Allardyce caught the lily she swung toward him by the stem, and stuck it in his coat.

“I suppose that’s about the size of the Russian Giant’s button-hole flower,” he remarked frivolously. They were quite good friends now. Allardyce looked over at the college again.

“You must find it pretty slow up there,” he said confidentially. “Can’t imagine how you girls exist. You ought to go to a Paris boarding-school. You can have no end of fun there, you know.” He was nodding his head enthusiastically at her. “I have a cousin at one in the Avenue Marceau. Went to see her just before I sailed and it was tremendously amusing. These French girls are awful flirts! When I went away every girl in that school came to the windows and looked at me. It was rather trying, but I felt that for once I knew what popularity was!”
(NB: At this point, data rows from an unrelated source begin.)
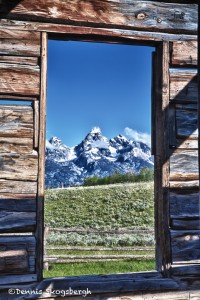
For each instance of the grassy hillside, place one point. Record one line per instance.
(121, 206)
(118, 206)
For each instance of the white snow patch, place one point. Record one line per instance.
(138, 136)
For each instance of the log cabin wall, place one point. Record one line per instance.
(169, 26)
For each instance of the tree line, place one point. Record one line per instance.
(145, 174)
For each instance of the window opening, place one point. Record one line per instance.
(99, 170)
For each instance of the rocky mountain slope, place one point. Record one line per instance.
(94, 156)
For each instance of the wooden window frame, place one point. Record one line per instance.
(140, 281)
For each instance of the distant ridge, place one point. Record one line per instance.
(94, 156)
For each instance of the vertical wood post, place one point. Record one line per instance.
(41, 150)
(163, 249)
(46, 263)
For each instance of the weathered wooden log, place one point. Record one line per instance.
(11, 221)
(18, 187)
(100, 249)
(24, 43)
(185, 246)
(17, 254)
(170, 17)
(19, 166)
(16, 145)
(21, 60)
(184, 53)
(186, 123)
(186, 223)
(99, 257)
(182, 185)
(184, 203)
(86, 33)
(184, 165)
(16, 121)
(23, 204)
(19, 79)
(187, 143)
(183, 85)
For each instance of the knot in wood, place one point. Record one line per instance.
(141, 16)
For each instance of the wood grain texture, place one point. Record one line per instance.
(24, 43)
(191, 184)
(185, 246)
(19, 166)
(17, 187)
(184, 165)
(162, 159)
(16, 121)
(11, 221)
(19, 79)
(9, 59)
(183, 85)
(185, 224)
(41, 150)
(186, 123)
(184, 203)
(184, 53)
(89, 33)
(16, 145)
(17, 254)
(170, 17)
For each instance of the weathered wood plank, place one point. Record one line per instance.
(185, 246)
(19, 167)
(24, 43)
(16, 121)
(16, 254)
(11, 221)
(187, 143)
(186, 123)
(183, 85)
(185, 224)
(88, 33)
(184, 203)
(184, 165)
(170, 17)
(162, 159)
(101, 285)
(36, 123)
(20, 204)
(9, 59)
(16, 145)
(12, 279)
(18, 187)
(19, 79)
(191, 184)
(41, 150)
(184, 53)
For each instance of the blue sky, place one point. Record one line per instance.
(98, 85)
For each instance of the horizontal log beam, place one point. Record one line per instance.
(24, 43)
(184, 203)
(19, 79)
(17, 187)
(185, 246)
(184, 165)
(89, 33)
(18, 255)
(168, 17)
(16, 121)
(184, 53)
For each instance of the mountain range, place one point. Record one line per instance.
(94, 156)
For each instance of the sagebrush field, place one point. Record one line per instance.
(118, 206)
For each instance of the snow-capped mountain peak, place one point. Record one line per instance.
(94, 156)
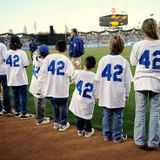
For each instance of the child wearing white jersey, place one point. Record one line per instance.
(39, 99)
(115, 76)
(54, 76)
(145, 56)
(83, 99)
(16, 62)
(5, 106)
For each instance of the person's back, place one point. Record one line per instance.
(39, 100)
(54, 76)
(16, 62)
(112, 81)
(114, 76)
(15, 66)
(3, 83)
(145, 57)
(57, 76)
(3, 53)
(83, 98)
(76, 48)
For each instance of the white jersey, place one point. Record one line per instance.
(145, 56)
(37, 65)
(16, 61)
(83, 98)
(55, 73)
(3, 54)
(114, 75)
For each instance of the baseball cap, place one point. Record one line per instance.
(44, 50)
(74, 30)
(15, 40)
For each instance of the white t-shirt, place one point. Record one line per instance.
(3, 54)
(55, 73)
(114, 75)
(83, 98)
(15, 68)
(145, 55)
(37, 64)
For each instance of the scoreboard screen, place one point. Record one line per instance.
(113, 20)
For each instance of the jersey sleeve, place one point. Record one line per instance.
(25, 61)
(134, 56)
(74, 76)
(4, 52)
(69, 68)
(128, 78)
(42, 77)
(96, 89)
(99, 70)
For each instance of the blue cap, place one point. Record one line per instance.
(43, 50)
(33, 46)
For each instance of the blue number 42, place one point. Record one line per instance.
(56, 68)
(107, 72)
(13, 61)
(145, 59)
(88, 89)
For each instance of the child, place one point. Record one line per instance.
(33, 47)
(16, 62)
(39, 99)
(5, 106)
(55, 75)
(83, 98)
(114, 76)
(145, 56)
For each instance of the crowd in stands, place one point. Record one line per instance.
(91, 38)
(96, 38)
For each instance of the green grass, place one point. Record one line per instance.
(97, 118)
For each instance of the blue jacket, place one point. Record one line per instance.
(76, 48)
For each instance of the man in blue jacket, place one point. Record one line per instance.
(76, 49)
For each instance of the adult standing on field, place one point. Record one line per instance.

Miss Brent buried her face in the biggest lily of the bunch.

“And—and what did you do?” she inquired, in suppressed tones.

“Oh—I? Why I bowed and smiled at the whole lot. Must have looked rather like an idiot, now I come to think of it; and my cousin wrote me she got into no end of trouble about it. One of the maîtresses happened to see me. But it was great fun while it lasted. And after all where is the harm of a little flirting?” he concluded, judicially.

“Where indeed?” assented the girl, with a laugh.

“That’s right—I am glad to hear you say that,” broke in Allardyce, approvingly. “There’s something wrong with a woman who doesn’t cry or flirt—it’s a part of her nature,” he went on, with the air of having made a profoundly philosophic discovery. “You know you agree with me,” he urged, insinuatingly.

She shook her head.

“Personally I don’t know,” she said; “you see I am so busy——”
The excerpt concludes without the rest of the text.